Accelerated Development of Advanced High Strength Light Weight Alloys for Selective Laser Melting Process

Purpose and goal

In metal additive manufacturing (AM) the material diversity is limited. This is a consequence of high costs associated with alloy development which is traditionally heavily reliant on trial and error. The purpose of this study was to evaluate a novel methodology for the accelerated development of new alloys for metal AM processes. To this end, the Integrated Computational Materials Engineering (ICME) approach was used to find a new high strength aluminium alloy tailored for selective laser melting processing. A completely new aluminium composition was designed and evaluated.

Expected results and effects

A new aluminium alloy intended for the SLM process was computationally designed to have a good combination of strength and printability. The proposed composition is based on the Al-Cu-Mg system. A simple methodology based on welding trials was devised and applied in order to evaluate the printability of the new alloy in comparison with commercial aluminium alloys. This new methodology can be used in the initial phase of powder development and provides a simple and economic way to rank the printability of different alloys, without the need for producing powder.

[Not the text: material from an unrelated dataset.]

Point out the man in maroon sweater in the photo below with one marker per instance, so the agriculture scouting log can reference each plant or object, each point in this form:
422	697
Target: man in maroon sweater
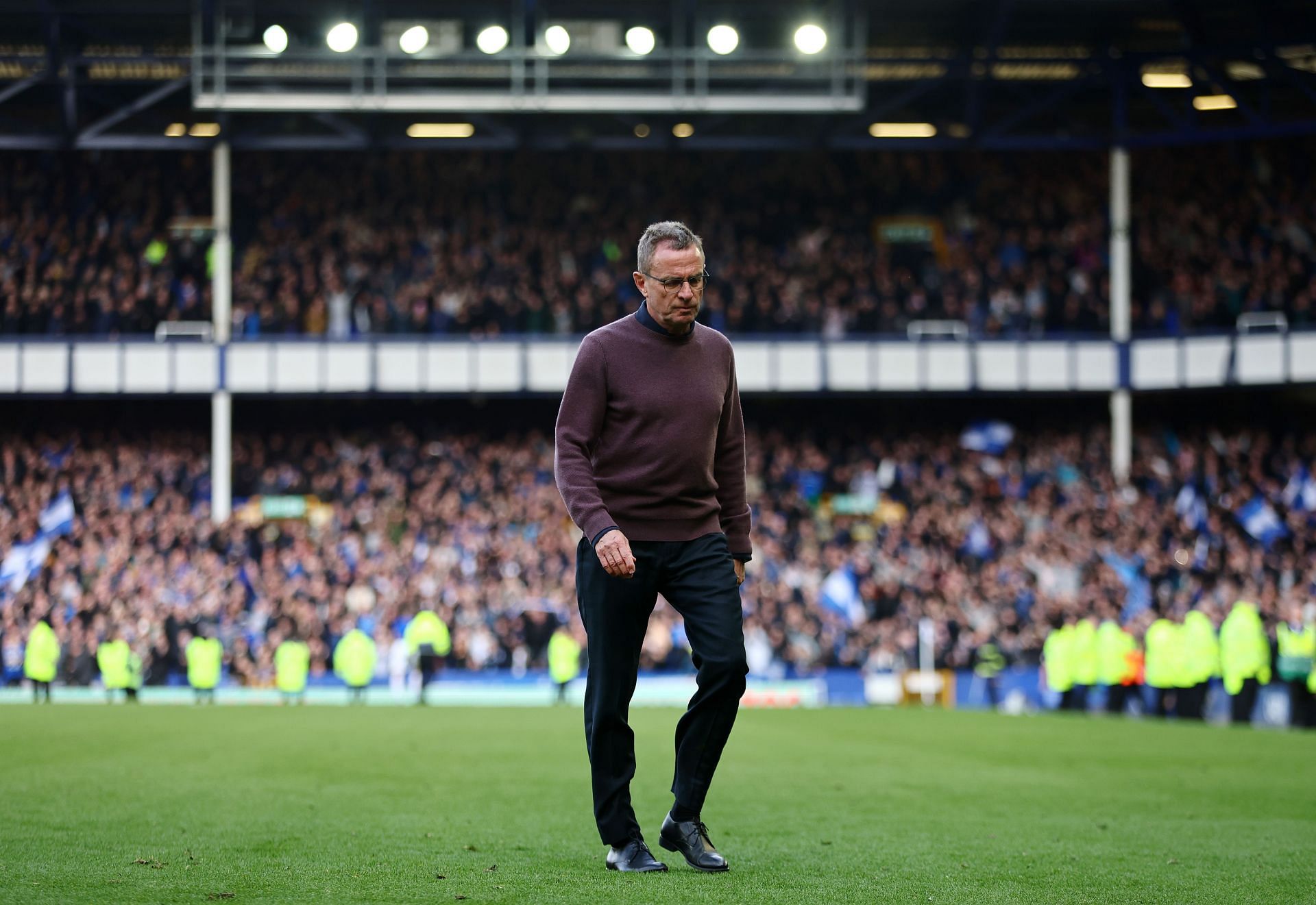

Planned approach and implementation

The printability of the new alloy was determined by simple welding trials. To this end, the new alloy was produced by sand casting and several welding investigations were performed on the alloy in order to determine its printability/weldability. In terms of printability/weldability and strength, the new composition was compared with a number of commercial aluminium alloys such as AlSi10Mg and 7075. The results indicate that the new composition is worthy of further development and optimization. The project consortium consisted of RISE IVF, QuesTek Eruope and Höganäs.